Speakers agreed that an overhaul would be extremely difficult to pull off, in part, they said, because the political atmosphere is more partisan than it was in the early 1990s. But they were not without optimism that a new system of universal health coverage is possible.

"I'm very optimistic about the prospects," insisted David Nexon, formerly a top health policy advisor to Democratic Senator Edward M. Kennedy of Massachusetts and now a senior official at the Advanced Medical Technology Association. However, Nexon quickly added that his optimism "may be like the guy on his third marriage—a triumph of hope over experience."

Although there was some defense of then-President Bill Clinton's proposed Health Security Act, no one on the panel of policy insiders defended Clinton's strategy of presenting Congress with a fait accompli—an extremely complex piece of legislation not designed to be modified or to have certain elements filled in later by Congress.

"We don't want to get lost in the details," cautioned David Colby, vice president of research at the Robert Wood Johnson Foundation and a former analyst at the Medicare Payment Advisory Commission and the Congressional Budget Office. "You do have to make some decisions and postpone some decisions."

The recent successful effort in Massachusetts to pass legislation creating a system designed to achieve near-universal coverage in the state shows that not every element of the new system has to be resolved right away in law. The approach at a national level should tilt more than it did in the Clinton era to "we'll fill in the technical details as we go on," Colby said.

Karen Pollitz, a Georgetown University professor who served as assistant Health and Human Secretary for health legislation during the Clinton era, agreed that it's not necessary to "spec out" every element of a new system in overhaul legislation, but cautioned that "not just anything that will pass can work."

Pollitz also traced much of the complexity of the Health Security Act to Clinton's decision not to seek higher taxes to pay for universal coverage.

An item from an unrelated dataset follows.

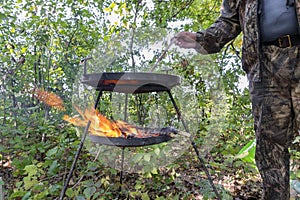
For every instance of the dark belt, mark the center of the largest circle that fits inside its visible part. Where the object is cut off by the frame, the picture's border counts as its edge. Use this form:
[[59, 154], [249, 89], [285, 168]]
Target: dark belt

The proposal had many provisions to hold down costs as a way to fund universal coverage, she noted. If an overhaul plan is going to be less complex and coverage is truly going to help people when they need it, higher taxes are going to be needed to pay for it, she said. And because private coverage in the individual market has too many loopholes, regulations are needed to make sure coverage is comprehensive, she suggested. Leaders in the overhaul effort must find a way to bring in more revenues and to delineate a government role in a compelling way, she said.

Dean Rosen, formerly a top health care advisor to former Republican Sen. Bill Frist of Tennessee, warned, however, that "philosophical differences today are more pronounced" than they were in the early 1990s. Republicans have more fully developed ideas than they did then on how to change health care, he said. And he noted that funding Democratic plans for universal coverage would entail ending tax cuts Republican voted into law.

Nexon agreed the political environment is more partisan, but suggested that the more developed ideas Republicans now hold on health care present an opportunity. Many Republicans have been talking about funding wider coverage through tax changes and in some cases, by mandating that individuals obtain coverage, he said. That suggests there is a basis for a compromise with Democrats that could lead to wider coverage—and even to universal coverage, he said.